We setup the experiment based upon NYU Depth V2 datasets [35], which is one of the largest RGB-D image datasets for indoor scene reconstruction. The raw dataset consists of 1449 RGB images with detailed object labels and annotattions with physical relations. Comprising 464 different indoor scenes and classified by 26 scene classes, those images are captured from a variety of buildings in modern cities. NYU Depth V2 dataset is significantly larger and more diverse than another similar Kinect scene dataset – NYU indoor scene dataset, which has limited diversity with only 67 scenes. In order to reduce the chances of overfitting, we shuffle the entire dataset. During the training process, only 800 images of the raw distribution are required. Then we take 200 images to execute the validation test and test our network with 449 images.

4.2 Training Procedure

In our network, we are committed to the universality of the structure. Since the image dataset will not generate any additional processing, our proposed network can be simply applied on other datasets.
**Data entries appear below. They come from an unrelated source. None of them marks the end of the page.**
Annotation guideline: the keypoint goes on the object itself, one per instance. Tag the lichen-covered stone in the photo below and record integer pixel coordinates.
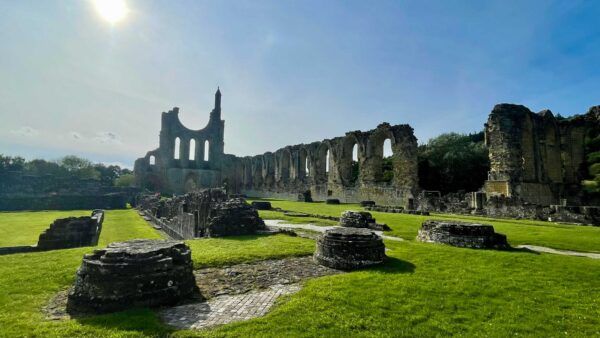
(140, 272)
(72, 232)
(232, 217)
(262, 205)
(349, 248)
(360, 219)
(462, 234)
(367, 203)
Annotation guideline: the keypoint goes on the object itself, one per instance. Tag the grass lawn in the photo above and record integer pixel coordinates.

Our network is implemented on Keras library running on top of Tensorflow. We train the network in two phases and use the GPU acceleration to speed up the training. First, dilated convolution layers and fully connected layers in the coarse-scale network are pretrained on the NYU Depth V2 training dataset. During this process, the parameters stay identical. Second, the coarse stage outputs concatenated with the edge features of input images are referred as the input images of the fine-scale stage. The convolutional layers in the fine-scale network refine the coarse prediction by aligning it with the detailed information in a local scene.

To make a fair comparison with the performance of traditional VGG-16 framework, two frameworks are both trained on NYU Depth V2 dataset. And they generate output images with the same size, 80×60 for each. The size of input image in VGG-16 framework is 320×240 and the size of input image in our proposed dilated fully convolutional network is 80×60. We refer to stochastic gradient descent (SGD) as the optimizer with the mini-batch size of 16 in the experiment. And we set the learning rate as 0.1 and the momentum as 0.9 for both global coarse-scale stage and local fine-scale stage.
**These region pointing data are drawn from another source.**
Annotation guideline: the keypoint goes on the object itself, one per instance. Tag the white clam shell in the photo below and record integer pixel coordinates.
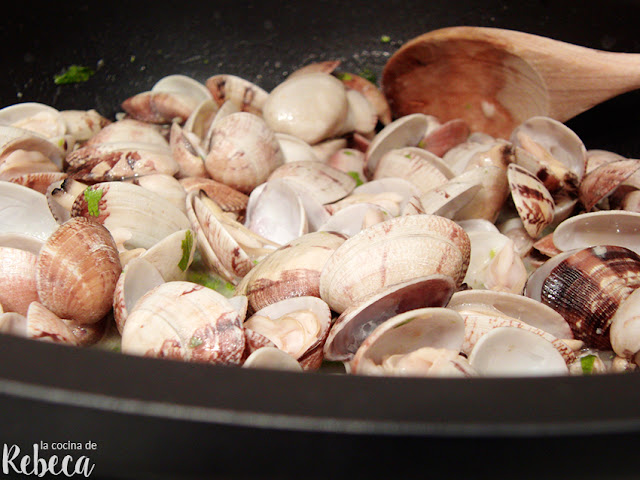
(272, 358)
(608, 227)
(312, 107)
(407, 131)
(23, 210)
(509, 351)
(402, 334)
5. Experiment Results and Analysis

5.1 Parameters Comparison

Fig. 3 demonstrates the effectiveness of dilated convolutions on decreasing the amount of parameters. ”Total params” in (a) and (c) represents the amount of total parameters of the coarse-scale stage based on VGG-16 network and our proposed network respectively. (a) and (d) present the total parameters in the whole framework of VGG-16 network and our proposed architecture. Since the coarsescale network is more complex with more layers than the fine-scale network, majority of parameters are generated from the coarse-scale stage, which can be observed from the comparison between total parameters in (a) and (c).
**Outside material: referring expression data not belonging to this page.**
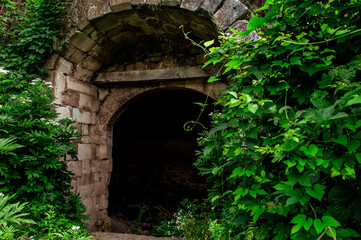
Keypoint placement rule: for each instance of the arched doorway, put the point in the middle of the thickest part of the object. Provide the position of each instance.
(153, 157)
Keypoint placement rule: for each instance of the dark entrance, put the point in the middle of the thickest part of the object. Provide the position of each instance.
(153, 157)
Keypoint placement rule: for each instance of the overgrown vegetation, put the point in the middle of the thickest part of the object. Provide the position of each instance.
(33, 146)
(284, 153)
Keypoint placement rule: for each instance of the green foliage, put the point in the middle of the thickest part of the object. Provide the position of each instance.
(189, 222)
(27, 32)
(34, 147)
(285, 149)
(11, 217)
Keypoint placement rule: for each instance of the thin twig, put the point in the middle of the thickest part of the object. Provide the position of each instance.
(324, 232)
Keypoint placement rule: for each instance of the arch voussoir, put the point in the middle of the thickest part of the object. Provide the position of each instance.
(128, 39)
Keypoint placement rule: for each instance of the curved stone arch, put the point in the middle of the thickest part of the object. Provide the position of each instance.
(118, 99)
(100, 29)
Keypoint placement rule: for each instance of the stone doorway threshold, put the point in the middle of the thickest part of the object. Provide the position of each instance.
(121, 236)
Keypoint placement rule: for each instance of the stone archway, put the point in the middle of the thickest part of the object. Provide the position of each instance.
(115, 50)
(153, 157)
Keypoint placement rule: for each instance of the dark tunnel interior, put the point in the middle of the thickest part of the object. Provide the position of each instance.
(153, 156)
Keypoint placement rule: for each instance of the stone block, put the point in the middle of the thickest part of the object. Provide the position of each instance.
(73, 54)
(103, 202)
(95, 8)
(59, 83)
(86, 152)
(241, 25)
(106, 22)
(120, 5)
(178, 16)
(86, 193)
(52, 62)
(92, 64)
(154, 2)
(171, 3)
(84, 116)
(82, 24)
(86, 179)
(71, 98)
(231, 11)
(99, 188)
(103, 94)
(88, 103)
(191, 4)
(82, 87)
(88, 29)
(64, 112)
(101, 54)
(85, 129)
(75, 167)
(64, 66)
(81, 41)
(104, 152)
(82, 74)
(211, 5)
(106, 166)
(125, 39)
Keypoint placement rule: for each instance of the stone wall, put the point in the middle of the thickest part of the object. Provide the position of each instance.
(115, 50)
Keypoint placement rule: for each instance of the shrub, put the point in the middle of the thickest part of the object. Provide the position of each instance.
(34, 146)
(285, 148)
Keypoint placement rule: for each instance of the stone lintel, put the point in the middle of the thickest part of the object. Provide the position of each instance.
(151, 75)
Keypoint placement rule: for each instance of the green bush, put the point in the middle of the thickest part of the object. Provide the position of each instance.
(34, 147)
(11, 217)
(189, 222)
(285, 149)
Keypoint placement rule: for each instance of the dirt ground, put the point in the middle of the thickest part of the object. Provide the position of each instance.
(121, 236)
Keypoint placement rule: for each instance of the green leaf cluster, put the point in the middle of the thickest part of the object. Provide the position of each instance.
(285, 148)
(34, 144)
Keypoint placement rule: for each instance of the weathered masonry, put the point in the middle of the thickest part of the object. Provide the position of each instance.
(118, 50)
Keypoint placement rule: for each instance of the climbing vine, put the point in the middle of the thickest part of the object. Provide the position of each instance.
(284, 153)
(34, 146)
Figure 3: Comparison on the scale of parameters generated in CNN. (a) and (c) present the number of total parameters in the coarse-scale stage (Stack 1) and the whole framework based on VGG-16 network, (b) and (d) present the number of total parameters in the coarse-scale stage (Stack 1) and the whole framework based on our proposed network.

The experimental results demonstrate that our proposed network achieves over seven times reduction of the parameters amount both in the coarse-scale stage and the whole framework compared with the conventional VGG-16 network. Thus our proposed network can liberate considerable computation resources during the training process, which benefits from the significant parameters reduction. Besides, the limited scale of parameters makes the proposed network a viable candidate to be applied to other embedded architectures.

5.2 Depth Estimation Results

We propose a dilated fully convolutional neural network which is designed upon the architecture in [18], and evaluate its depth estimation performance compared with the conventional VGG-16 network. The experimental results are presented in Fig. 4.

Figure 4: Example depth estimations. (a) and (b) represent the input images and the ground truth images respectively, (c) refers to the output depth estimation from VGG16 network, (d) refers to the output depth estimation from our proposed network

The comparison between output images and ground truth images demonstrates that the dilated convolutions in our architecture can still obtain the related details between local pixels in a patch and the global view of a scene even without the fully connected layers.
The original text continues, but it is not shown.